Photo Credit: Press Association

By Martin Banks

Martin Banks is a senior reporter at the Parliament Magazine

07 Jan 2019

The new Irish party, called Irexit Freedom to Prosper, was founded by Hermann Kelly, Director of Communications for the Eurosceptic EFDD Group in the European Parliament.

Kelly told this website he did not want to comment but, speaking at the founding meeting of the party, he confirmed the party will be running candidates in the European elections.

The elections are due to take place alongside local elections in Ireland in May.


Kelly spoke at the meeting of “the benefits and the necessity of leaving the EU”.

“Why? So we can take back control over trade policy, money and borders, and be a free country once again. We were a free country for a short period after we left the last political union we were in, which was the British Empire.”

He reportedly said: “The relative advantages of being in the EU have decreased and now that we are a net contributor of €400 million a year to old, drunk men who make our laws, I think we’re crazy to stay in.”

About 350 people attended the opening conference.

"A political formation led by a UKIP spin-doctor has nothing to offer to Ireland other than empty promises based on nostalgia for a mythical past that has no relevance to our citizens and their best interests" Nessa Childers MEP

In its political programme, the Irexit Freedom to Prosper party says exit from the EU will “permit the Irish people to take back control” over a range of issues including law-making, human rights, borders and immigration policy, currency and foreign and security policy.

It sets out 12 principles, including to “support all efforts to strengthen the Irishness of Ireland, in particular its language and distinctive cultural and historical traditions”, and to promote a “society of liberty with a free and diverse media which supports free speech, freedom of association and freedom of religion”.


Several MEPs have been quick to dismiss the new party.

They include SNP deputy Alyn Smith, who told this website, “I’ve seen these slippery shysters in action for years and have confidence that my Irish friends will, pardon the language but I think it is quite justified, know shite when they smell it. This dishonest and dodgy bunch deserve no more comment nor attention than that.”

Irish Socialist MEP Nessa Childers said, "A political formation led by a UKIP spin-doctor has nothing to offer to Ireland other than empty promises based on nostalgia for a mythical past that has no relevance to our citizens and their best interests."

Elsewhere, Catherine Stihler, Labour MEP for Scotland, was also scathing, saying, “Brexit will be an unmitigated disaster and I am fighting hard to stop it.”

“The overwhelming majority of MEPs in Brussels, including our friends in Ireland, want the UK to remain - apart from UKIP MEPs.
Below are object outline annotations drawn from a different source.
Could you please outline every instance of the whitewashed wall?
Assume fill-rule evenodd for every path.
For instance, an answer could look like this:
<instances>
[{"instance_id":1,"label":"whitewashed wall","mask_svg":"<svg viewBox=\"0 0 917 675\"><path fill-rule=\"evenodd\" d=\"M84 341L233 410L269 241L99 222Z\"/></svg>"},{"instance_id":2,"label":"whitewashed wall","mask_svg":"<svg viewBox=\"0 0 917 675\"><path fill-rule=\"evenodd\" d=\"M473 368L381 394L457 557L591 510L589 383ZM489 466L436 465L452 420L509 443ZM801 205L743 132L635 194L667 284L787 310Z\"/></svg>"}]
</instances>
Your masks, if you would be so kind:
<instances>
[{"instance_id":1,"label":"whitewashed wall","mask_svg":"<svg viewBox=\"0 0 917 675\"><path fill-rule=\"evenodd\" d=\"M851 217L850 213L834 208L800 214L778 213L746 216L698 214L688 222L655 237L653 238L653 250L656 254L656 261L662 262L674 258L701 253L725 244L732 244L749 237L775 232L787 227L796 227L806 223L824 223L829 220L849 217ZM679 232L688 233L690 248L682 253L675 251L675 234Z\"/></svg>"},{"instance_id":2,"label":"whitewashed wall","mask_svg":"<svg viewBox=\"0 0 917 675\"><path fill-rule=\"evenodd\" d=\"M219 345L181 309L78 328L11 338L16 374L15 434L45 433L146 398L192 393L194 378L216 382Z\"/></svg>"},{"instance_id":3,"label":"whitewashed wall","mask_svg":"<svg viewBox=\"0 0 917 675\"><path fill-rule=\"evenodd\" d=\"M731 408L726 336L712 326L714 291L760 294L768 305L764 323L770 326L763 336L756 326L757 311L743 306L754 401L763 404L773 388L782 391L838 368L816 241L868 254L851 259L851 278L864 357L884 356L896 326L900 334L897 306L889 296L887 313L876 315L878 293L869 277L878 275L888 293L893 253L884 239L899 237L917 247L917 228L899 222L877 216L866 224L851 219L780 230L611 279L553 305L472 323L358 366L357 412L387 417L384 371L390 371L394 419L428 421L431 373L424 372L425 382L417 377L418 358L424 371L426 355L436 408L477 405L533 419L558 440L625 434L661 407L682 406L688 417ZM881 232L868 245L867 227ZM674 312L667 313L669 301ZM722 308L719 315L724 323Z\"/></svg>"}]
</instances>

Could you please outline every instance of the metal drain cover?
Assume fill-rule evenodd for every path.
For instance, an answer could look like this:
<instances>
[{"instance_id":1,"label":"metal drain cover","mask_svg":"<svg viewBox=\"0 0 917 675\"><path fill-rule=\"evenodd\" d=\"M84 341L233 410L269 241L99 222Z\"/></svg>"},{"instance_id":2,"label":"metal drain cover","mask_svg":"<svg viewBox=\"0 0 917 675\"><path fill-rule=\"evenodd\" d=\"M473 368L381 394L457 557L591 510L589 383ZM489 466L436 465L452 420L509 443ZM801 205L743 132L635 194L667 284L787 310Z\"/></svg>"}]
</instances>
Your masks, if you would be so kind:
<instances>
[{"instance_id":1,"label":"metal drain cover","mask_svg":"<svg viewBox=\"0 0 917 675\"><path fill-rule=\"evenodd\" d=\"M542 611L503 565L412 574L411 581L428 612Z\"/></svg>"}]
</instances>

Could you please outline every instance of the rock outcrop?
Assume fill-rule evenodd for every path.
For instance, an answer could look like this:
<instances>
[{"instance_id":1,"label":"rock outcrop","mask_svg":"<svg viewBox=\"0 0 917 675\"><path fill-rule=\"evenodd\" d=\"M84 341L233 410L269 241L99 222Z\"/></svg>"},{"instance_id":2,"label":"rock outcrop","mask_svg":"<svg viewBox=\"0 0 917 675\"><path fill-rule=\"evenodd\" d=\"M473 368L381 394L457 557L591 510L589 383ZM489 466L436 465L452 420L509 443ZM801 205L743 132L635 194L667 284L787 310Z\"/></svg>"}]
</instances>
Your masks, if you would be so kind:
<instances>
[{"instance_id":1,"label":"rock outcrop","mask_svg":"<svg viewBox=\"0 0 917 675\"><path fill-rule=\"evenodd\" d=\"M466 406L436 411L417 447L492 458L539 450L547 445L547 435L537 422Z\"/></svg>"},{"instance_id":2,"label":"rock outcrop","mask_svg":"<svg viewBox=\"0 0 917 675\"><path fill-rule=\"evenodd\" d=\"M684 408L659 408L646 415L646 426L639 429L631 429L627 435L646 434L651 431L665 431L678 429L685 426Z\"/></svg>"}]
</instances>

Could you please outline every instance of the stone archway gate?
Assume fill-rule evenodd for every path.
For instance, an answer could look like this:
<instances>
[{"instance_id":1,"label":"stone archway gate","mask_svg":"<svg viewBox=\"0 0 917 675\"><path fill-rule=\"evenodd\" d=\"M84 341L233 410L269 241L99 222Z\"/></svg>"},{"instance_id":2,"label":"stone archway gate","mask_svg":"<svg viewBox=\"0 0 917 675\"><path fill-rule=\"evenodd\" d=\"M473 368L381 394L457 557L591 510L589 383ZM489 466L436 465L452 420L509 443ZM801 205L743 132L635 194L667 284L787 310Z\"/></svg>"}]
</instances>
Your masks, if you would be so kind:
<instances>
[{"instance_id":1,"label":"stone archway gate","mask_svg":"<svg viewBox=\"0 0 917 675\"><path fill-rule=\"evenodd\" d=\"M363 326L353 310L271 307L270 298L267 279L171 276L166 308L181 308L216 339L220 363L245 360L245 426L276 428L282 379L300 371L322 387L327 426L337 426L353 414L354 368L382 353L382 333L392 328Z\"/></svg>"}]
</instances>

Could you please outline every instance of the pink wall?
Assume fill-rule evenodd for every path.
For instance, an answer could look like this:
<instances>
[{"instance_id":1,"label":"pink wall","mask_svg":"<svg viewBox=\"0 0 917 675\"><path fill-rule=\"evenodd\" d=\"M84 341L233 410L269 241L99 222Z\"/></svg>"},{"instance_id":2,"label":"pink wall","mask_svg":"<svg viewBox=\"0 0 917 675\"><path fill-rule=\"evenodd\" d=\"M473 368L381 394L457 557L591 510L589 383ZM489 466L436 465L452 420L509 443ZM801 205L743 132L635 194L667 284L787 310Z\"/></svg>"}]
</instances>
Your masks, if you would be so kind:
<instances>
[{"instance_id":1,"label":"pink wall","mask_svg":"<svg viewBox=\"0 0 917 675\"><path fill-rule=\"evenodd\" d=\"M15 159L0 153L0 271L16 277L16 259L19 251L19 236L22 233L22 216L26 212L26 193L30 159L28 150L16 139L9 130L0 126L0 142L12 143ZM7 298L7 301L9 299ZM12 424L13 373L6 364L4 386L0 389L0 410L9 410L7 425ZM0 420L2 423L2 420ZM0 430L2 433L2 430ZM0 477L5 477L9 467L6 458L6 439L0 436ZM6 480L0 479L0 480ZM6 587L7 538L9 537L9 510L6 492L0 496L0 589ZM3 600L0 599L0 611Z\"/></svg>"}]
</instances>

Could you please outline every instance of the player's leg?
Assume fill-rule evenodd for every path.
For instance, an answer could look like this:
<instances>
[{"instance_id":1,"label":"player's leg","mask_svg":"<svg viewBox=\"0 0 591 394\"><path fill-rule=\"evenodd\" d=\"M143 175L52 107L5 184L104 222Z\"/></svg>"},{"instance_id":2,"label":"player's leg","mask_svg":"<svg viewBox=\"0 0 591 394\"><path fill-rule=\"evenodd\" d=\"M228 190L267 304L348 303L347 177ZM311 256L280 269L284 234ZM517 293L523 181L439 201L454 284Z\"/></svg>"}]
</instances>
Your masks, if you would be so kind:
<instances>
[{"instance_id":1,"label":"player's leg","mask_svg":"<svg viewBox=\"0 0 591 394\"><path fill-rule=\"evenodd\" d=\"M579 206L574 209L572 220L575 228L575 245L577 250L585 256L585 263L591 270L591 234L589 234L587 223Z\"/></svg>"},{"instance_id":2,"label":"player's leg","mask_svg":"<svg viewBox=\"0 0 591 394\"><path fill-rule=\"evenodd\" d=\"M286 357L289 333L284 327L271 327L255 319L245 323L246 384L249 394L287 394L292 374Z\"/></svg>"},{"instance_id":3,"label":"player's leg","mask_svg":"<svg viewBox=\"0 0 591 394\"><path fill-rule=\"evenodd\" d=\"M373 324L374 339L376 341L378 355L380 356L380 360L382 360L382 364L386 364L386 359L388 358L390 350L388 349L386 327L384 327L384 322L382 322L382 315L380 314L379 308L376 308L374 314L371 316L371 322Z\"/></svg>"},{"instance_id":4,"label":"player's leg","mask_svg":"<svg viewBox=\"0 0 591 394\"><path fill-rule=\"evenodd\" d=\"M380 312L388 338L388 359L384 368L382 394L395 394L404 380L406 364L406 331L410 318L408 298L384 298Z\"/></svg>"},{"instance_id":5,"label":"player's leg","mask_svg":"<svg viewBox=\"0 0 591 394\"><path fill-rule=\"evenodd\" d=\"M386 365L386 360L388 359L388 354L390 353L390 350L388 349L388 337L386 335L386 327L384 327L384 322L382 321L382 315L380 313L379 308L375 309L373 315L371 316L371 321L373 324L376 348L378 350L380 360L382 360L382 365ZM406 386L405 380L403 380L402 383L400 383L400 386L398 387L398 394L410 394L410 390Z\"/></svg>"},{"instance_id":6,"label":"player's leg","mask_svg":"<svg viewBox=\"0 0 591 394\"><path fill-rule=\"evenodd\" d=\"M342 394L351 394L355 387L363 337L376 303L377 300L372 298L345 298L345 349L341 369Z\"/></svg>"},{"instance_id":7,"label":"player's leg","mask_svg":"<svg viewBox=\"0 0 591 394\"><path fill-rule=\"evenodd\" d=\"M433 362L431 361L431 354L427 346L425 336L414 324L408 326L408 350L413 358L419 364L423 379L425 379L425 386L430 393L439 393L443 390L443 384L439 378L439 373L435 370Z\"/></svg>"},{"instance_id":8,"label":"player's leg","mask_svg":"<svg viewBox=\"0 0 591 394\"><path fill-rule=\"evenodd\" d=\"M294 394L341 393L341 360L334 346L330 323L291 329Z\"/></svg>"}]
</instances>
Any members elected from Irexit Freedom to Prosper will find it very lonely, and they will also find themselves on the wrong side of history.”


Meanwhile, a few days out from a crucial Westminster vote on whether to adopt Prime Minister Theresa May’s deal, the British Department for Exiting the EU has assured EU citizens that they can remain in the UK if there is no deal.

The likelihood of a no-deal Brexit has increased as a large number of Theresa May’s own party have indicated that they will vote against her deal on Monday or Tuesday next week.

If this happens, it is not certain what the next step is: Brexiteers have indicated that they could renegotiate another Brexit deal with the EU - but the EU’s chief negotiator Michel Barnier, as well as May herself, have repeated that this is the only deal on offer.

To add to the confusion, a top advisor to the European Court of Justice has said that the UK would have the power to unilaterally revoke Article 50 and reverse Brexit - that means they would not need the consent of the other EU 27 member states. If this were to happen, the UK would most likely have to pay for the cost of two years of negotiations.

In a report on citizens’ rights, the Department for Exiting the European Union (or DExEU), wished to reassure citizens: “To remove any ambiguity about their future, the UK Government wants to reassure EU citizens and their family members living in the UK that they are welcome to stay in the UK in the unlikely event of a ‘no deal’ scenario.